Photos JF Irastorza 

L’Écaille martre

Écaille martre / Un jardin dans le Marais poitevin.

Sous la canicule, l’Écaille martre s’est réfugiée dans la relative fraicheur d’une haie. Immobile. En attendant la nuit.

Écaille martre / Un jardin dans le Marais poitevin.Elle s’est posée au petit matin du bon côté de la haie. Celui qui, tout le jour, lui évitera les ardeurs du soleil caniculaire. Comme la plupart des papillons dits de nuit, l’Écaille martre (Arctia caja) a replié ses ailes en un « triangle de camouflage ». Le sien est chocolat, parcouru de larges veines blanc-crème.

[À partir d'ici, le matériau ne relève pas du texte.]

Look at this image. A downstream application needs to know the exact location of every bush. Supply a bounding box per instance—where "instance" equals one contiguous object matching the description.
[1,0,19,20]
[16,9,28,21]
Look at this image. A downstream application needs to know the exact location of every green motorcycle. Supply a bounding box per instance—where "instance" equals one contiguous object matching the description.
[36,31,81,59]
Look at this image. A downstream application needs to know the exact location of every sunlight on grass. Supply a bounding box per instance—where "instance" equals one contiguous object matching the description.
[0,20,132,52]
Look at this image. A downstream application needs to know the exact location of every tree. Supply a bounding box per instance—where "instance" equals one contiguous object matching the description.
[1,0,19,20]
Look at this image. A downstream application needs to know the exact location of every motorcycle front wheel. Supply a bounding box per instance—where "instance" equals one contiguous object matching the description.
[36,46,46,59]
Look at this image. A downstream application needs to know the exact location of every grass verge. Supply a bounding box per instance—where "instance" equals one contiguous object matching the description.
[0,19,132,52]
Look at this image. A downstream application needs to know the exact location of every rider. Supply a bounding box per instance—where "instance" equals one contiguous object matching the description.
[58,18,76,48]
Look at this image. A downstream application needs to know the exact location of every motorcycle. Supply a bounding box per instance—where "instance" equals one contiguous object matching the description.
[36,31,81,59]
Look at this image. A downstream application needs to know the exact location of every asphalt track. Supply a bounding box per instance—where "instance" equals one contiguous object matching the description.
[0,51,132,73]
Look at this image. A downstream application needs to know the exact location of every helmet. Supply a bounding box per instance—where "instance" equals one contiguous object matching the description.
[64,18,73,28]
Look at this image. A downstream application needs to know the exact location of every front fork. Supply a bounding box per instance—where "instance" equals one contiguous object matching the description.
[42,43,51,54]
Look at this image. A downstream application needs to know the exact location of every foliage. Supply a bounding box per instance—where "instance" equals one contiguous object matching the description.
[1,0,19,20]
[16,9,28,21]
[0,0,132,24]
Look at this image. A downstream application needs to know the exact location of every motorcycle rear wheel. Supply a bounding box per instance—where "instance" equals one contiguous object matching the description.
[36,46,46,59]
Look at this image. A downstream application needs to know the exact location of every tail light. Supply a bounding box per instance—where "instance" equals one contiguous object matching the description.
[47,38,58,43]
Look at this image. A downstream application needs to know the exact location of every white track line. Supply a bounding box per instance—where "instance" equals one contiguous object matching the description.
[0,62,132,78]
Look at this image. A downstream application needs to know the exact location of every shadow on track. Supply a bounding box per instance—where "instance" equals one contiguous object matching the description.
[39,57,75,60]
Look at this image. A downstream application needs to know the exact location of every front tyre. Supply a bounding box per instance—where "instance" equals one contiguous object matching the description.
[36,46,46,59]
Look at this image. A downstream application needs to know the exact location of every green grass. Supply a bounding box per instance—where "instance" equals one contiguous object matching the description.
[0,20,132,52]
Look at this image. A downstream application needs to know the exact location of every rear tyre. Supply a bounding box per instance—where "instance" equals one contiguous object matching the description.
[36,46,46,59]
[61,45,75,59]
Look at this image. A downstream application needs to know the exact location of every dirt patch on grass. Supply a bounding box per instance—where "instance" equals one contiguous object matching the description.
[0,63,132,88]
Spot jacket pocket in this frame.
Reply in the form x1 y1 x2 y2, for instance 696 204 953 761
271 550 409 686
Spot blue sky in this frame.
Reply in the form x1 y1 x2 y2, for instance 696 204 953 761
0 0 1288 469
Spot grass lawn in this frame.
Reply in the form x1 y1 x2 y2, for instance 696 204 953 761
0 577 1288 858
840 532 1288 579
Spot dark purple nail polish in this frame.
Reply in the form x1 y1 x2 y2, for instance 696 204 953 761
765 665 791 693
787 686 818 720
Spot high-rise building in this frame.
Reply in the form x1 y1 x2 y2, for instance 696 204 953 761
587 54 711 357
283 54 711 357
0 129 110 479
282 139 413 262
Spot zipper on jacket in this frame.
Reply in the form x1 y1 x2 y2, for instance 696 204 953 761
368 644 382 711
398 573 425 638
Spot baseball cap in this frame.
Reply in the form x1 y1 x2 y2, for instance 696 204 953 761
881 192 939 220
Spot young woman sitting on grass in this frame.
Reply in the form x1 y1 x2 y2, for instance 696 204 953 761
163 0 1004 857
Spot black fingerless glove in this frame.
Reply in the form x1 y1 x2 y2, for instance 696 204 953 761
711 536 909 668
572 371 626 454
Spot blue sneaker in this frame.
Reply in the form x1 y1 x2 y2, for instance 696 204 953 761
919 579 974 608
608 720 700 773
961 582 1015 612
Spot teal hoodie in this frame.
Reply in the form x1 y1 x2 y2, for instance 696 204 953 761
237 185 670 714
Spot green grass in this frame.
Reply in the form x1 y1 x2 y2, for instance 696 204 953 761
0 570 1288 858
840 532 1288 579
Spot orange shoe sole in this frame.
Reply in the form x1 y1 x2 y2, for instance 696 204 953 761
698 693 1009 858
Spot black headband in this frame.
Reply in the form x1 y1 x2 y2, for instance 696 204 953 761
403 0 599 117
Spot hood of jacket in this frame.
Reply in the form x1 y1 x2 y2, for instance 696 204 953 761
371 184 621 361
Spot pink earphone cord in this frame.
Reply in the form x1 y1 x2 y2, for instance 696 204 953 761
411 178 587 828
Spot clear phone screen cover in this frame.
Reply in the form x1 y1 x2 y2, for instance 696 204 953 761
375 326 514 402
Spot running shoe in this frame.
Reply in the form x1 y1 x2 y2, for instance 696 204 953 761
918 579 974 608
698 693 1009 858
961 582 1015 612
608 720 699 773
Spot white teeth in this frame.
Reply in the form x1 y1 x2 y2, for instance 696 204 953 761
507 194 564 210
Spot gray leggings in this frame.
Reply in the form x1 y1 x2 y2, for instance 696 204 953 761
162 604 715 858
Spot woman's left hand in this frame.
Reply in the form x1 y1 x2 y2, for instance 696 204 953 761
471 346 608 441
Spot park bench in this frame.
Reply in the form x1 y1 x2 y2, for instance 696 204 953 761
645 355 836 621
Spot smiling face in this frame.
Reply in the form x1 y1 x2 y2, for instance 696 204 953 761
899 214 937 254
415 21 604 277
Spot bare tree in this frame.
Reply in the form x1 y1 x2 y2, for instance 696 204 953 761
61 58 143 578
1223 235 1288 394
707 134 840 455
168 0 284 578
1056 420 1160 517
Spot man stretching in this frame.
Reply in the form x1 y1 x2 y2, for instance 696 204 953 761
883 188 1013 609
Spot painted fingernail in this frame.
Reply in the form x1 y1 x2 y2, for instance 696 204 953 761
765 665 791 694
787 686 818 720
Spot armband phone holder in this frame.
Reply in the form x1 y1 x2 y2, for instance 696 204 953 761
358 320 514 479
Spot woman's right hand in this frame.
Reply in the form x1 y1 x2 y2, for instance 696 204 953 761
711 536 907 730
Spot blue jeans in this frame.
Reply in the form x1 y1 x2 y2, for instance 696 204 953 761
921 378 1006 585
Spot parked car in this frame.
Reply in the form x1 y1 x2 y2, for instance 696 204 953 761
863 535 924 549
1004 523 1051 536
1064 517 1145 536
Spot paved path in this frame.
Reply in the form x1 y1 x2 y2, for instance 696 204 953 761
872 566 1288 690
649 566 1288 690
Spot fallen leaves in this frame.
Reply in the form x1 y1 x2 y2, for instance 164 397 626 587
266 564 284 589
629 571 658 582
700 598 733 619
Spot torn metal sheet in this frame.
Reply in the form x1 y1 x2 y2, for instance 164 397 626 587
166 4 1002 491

Dérangée, elle ouvre brusquement les ailes, découvrant le rouge vif orangé de ses postérieures, parsemé d’ocelles noirs aux reflets bleutés. Un réflexe censé surprendre et décourager l’intrus.

Finalement, elle se réfugie dans un parfait immobilisme. Sa meilleure défense sans doute dans le secret contrejour de la haie. La tête rétractée dans une abondante fourrure brune, c’est à peine si l’on en distingue le collier rouge.

On l’appelle parfois l’Écaille hérisson. Une allusion aux épis de longues soies de sa chenille. Celle-ci apprécie notamment les feuilles du Saule marsault, de l’Ortie et de la Reine des prés. Elle n’a que l’embarras du choix dans le marais.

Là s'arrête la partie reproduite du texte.